To me, the UI gets a mite crowded, and I’m not sure if the occasional unresponsive controls is because of my screen, or the game. You have your typical virtual joystick on the left, and skill hotbars at the bottom right, of which you have two tabs.
ROYAL ROAD(ER?)
In the game proper, story beats occur in letterboxed cutscenes, or with overworld dialogue. For fans of the source material, you’ll be able to recognize the references, like how Weed’s been swinging his training sword for four weeks. Otherwise, if you’re like me who hadn’t looked it up prior to this, your first reaction is probably going to be “haha blaze it” and completely miss it. This is supposed to be your story anyway, with familiar faces hanging around as you progress through the main quests.
There are destructible objects in the game, but a loading screen tip says destroying too many would attract attention. I guess that’s bad? I can’t say I know how to tell apart the background items to breakable stuff, so eh. You can scrounge for materials to do stuff like cooking (food provides stats), craft, and the like. It’s got a little life sim going in, where you can fish among other things. There’s no fishing mini-game though; just hook on that bait, toss your line into water, wait, and voila. You can get a buddy to help out some with your adventure, giving some minor boosts to EXP gain, for example. Feeding them lets them do more stuff. You’ll get access to a house later you can decorate too. Watch out for that weight limit.

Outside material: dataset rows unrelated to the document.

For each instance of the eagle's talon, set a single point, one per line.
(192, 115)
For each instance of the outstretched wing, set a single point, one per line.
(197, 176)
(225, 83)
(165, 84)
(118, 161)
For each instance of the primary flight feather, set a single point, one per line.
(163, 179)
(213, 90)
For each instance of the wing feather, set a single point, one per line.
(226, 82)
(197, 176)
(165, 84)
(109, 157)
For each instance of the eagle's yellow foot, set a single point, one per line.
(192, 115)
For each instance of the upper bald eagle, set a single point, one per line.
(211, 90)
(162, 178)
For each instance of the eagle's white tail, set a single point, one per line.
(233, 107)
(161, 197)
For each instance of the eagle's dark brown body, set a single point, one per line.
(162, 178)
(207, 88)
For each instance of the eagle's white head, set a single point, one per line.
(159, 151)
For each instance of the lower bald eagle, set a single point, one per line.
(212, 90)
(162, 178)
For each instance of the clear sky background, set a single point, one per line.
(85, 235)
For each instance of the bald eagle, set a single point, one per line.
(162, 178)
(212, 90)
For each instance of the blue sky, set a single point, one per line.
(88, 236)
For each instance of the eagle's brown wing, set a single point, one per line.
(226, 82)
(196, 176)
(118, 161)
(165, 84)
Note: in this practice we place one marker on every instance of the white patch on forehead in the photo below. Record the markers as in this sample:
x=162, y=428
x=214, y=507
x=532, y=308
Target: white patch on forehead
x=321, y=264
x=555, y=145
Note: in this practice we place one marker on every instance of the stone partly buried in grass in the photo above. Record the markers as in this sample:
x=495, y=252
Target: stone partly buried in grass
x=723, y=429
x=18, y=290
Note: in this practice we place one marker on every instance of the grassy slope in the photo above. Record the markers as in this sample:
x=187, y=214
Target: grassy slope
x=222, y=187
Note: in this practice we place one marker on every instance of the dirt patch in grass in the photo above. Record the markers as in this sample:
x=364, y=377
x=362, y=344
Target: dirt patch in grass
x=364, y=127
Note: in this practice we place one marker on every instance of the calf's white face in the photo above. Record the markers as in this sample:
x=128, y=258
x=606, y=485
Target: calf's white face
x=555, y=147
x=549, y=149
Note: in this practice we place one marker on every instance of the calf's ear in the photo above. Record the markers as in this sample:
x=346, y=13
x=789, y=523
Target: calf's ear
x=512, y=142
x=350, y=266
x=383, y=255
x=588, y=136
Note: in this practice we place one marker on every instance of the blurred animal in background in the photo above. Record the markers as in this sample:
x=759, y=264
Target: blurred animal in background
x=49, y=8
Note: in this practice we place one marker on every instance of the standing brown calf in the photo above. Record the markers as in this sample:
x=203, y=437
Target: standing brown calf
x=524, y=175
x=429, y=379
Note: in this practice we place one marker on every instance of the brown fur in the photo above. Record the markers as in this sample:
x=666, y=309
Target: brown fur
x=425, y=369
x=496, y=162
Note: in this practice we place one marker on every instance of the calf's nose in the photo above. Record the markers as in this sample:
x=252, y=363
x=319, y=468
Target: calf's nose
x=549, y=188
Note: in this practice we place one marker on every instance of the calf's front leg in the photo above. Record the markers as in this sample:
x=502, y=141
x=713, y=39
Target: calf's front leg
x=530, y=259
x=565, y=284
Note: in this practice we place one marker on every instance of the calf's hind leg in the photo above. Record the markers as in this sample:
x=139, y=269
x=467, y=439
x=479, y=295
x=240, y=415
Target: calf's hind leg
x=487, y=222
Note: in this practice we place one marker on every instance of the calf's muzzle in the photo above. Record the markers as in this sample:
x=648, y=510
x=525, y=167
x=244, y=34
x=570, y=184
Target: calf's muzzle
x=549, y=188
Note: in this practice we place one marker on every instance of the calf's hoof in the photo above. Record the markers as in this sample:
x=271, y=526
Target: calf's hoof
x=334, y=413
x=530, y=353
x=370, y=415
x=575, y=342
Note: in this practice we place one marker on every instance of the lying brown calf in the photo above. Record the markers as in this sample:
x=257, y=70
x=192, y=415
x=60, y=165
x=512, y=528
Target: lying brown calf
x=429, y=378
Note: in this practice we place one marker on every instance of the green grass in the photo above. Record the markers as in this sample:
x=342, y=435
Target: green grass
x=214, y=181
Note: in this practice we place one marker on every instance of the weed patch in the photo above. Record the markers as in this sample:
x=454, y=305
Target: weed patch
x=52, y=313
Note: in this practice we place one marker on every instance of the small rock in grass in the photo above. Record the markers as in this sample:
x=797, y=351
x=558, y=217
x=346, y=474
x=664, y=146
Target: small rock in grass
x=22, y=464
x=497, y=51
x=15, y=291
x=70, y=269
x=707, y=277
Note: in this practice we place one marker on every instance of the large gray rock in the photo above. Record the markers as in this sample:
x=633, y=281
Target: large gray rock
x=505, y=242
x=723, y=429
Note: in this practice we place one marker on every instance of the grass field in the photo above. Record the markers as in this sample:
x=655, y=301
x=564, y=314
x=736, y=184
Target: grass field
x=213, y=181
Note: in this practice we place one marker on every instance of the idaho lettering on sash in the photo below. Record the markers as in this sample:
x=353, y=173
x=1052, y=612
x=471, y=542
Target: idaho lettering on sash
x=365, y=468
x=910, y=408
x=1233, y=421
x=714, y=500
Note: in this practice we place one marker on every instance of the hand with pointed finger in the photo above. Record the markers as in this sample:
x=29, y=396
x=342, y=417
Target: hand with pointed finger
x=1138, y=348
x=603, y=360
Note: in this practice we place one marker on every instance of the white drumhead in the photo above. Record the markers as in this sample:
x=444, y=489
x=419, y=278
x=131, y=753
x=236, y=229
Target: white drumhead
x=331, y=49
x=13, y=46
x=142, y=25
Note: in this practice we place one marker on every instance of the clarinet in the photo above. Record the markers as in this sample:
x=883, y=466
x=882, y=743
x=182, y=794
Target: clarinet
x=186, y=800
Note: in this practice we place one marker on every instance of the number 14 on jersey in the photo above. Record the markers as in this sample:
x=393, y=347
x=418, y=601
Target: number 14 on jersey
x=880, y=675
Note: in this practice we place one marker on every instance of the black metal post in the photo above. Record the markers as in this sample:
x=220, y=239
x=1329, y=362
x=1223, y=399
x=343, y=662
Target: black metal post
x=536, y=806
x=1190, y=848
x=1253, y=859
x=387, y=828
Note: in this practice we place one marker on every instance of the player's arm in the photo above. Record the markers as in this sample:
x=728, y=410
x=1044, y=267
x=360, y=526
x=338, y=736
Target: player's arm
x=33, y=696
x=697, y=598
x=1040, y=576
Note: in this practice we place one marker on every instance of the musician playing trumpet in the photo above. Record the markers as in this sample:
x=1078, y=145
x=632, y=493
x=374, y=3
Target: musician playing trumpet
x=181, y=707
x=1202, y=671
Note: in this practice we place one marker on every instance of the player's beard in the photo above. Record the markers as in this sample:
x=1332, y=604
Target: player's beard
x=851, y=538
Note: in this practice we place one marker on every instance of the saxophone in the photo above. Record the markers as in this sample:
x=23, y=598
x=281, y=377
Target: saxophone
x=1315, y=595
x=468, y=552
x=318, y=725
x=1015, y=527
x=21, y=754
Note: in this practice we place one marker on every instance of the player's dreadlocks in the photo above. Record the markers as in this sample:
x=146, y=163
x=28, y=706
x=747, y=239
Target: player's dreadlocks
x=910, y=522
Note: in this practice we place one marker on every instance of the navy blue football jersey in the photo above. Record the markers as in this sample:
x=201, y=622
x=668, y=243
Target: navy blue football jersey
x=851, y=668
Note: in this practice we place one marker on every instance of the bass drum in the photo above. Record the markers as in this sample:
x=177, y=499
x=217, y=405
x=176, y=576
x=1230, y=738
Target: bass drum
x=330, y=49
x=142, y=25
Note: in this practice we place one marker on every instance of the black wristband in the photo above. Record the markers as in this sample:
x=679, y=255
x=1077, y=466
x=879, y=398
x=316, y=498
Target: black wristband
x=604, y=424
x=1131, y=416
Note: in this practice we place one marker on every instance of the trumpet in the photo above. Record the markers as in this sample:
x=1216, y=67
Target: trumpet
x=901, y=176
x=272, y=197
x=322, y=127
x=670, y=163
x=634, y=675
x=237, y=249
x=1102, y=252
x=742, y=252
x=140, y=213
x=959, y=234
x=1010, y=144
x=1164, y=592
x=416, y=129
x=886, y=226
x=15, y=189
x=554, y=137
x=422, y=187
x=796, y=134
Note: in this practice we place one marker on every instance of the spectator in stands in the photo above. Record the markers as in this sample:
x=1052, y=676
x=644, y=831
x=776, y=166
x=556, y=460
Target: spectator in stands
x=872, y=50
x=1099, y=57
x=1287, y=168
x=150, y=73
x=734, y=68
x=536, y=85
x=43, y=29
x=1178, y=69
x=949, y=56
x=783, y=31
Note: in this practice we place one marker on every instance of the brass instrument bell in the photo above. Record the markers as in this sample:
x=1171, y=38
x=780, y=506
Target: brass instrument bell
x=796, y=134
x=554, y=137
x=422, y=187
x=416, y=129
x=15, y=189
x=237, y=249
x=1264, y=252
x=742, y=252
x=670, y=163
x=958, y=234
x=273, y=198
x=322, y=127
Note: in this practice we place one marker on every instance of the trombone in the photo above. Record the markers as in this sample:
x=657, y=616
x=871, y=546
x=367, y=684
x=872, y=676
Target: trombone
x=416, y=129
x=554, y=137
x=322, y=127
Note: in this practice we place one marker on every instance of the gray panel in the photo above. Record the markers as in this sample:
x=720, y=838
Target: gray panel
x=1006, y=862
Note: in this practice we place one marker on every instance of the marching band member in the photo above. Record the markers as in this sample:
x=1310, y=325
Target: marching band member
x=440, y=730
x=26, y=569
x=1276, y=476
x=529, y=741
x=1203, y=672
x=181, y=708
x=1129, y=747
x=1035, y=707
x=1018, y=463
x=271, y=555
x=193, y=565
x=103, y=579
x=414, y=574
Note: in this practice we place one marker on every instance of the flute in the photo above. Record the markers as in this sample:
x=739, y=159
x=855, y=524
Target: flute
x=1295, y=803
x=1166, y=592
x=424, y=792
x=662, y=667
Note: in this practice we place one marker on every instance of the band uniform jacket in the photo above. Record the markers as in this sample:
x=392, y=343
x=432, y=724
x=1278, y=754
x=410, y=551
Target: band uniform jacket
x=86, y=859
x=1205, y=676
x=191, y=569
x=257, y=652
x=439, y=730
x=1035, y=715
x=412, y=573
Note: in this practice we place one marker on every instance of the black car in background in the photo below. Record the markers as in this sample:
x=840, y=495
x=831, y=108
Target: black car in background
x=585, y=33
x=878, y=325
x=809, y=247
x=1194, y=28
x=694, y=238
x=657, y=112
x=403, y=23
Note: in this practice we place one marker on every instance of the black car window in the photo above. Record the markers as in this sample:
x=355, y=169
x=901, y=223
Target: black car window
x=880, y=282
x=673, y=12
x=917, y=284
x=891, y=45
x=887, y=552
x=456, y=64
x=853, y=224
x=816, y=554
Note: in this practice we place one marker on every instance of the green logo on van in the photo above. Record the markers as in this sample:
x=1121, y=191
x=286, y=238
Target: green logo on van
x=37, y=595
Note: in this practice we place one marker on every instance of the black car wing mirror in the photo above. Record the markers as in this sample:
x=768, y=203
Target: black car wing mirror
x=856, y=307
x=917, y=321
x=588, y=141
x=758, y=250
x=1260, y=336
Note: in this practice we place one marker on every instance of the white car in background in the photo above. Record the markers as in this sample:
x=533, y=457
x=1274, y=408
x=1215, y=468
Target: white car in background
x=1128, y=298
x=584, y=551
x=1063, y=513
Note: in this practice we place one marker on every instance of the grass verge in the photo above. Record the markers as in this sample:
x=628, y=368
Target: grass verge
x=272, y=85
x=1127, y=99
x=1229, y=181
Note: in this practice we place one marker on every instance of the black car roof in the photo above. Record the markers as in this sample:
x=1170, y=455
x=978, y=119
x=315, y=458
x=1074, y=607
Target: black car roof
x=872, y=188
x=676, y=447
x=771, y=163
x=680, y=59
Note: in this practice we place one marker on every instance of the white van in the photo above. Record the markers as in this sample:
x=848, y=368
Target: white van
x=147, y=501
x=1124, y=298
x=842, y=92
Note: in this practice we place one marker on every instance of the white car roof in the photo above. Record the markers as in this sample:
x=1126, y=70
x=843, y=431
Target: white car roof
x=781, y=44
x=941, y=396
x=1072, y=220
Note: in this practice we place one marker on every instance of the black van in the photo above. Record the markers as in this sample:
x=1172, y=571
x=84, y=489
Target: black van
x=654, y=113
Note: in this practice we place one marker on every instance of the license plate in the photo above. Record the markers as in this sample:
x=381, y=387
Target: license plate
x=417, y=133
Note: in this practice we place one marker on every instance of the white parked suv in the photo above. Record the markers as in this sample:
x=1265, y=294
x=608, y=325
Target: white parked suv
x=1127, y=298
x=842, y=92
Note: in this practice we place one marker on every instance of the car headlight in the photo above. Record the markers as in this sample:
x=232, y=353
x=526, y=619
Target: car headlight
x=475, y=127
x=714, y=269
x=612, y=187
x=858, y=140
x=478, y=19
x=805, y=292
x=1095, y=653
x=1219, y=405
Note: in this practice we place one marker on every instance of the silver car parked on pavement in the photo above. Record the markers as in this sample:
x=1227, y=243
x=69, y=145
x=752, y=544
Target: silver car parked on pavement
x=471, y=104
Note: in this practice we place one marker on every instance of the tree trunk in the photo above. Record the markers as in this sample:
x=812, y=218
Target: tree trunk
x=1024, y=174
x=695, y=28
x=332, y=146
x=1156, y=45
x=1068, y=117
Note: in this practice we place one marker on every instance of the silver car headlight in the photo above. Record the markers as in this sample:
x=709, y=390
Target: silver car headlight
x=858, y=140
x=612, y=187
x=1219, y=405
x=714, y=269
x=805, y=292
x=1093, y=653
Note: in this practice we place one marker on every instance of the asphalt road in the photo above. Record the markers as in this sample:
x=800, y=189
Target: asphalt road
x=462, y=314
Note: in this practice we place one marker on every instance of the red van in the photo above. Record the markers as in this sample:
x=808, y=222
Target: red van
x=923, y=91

If you close the game for a time, you’ll come back to a Rest Bonus, giving you a boost for that amount of time you had the game closed. You’re gonna want to take advantage of that boost, as there is a lot locked behind your character levels. PVP, for instance, requires at least lv. 20+, while raising affinity with NPCs requires lv. 40+. Learning skills also gets locked behind story steps, so running off to do just side quests won’t do. This railroading is eased some with the fact you can meddle with auto-combat settings and auto navigation is available.
By the way, if you missed on how to do so, you hold and swipe up on things in your hot bar for auto-use.
You can find equipment in the overworld as drops, or buying them from shops. The equipment you don’t use can be shoved into “specializing”, giving incremental stats in the relevant equipment slot. You can opt to just dismantle them too, for materials.
As is typical, you have your achievement systems, and collect-a-thons to complete for a bunch of other rewards, alongside equippable titles that can give some stat boosts. The cash shop in this game doesn’t particularly involve gacha – unless you’re looking for specific buddies – with a lot of convenience items that some may argue would lean towards pay-to-win. I don’t believe it’s too egregious, though I will defer to more mobile MMORPG veterans to decide on that.
THOUGHTS
If you were expecting something quick to spend some time with friends raiding and stuff, Moonlight Sculptor isn’t really that. Granted I did make some detours here and there, but you’re not gonna get to speedrun this and have the world immediately open up to you in the course of an hour. It is an MMORPG after all, these kinds of games require a level of time investment.
It sure does start out slow, shuttling you from fetch quests to kill x amount of monsters and back again, with meeting NPCs in between. I would say it’s not for me, but if you like mobile MMORPGs, give it a fair chance and see if the gameplay loop can keep you in.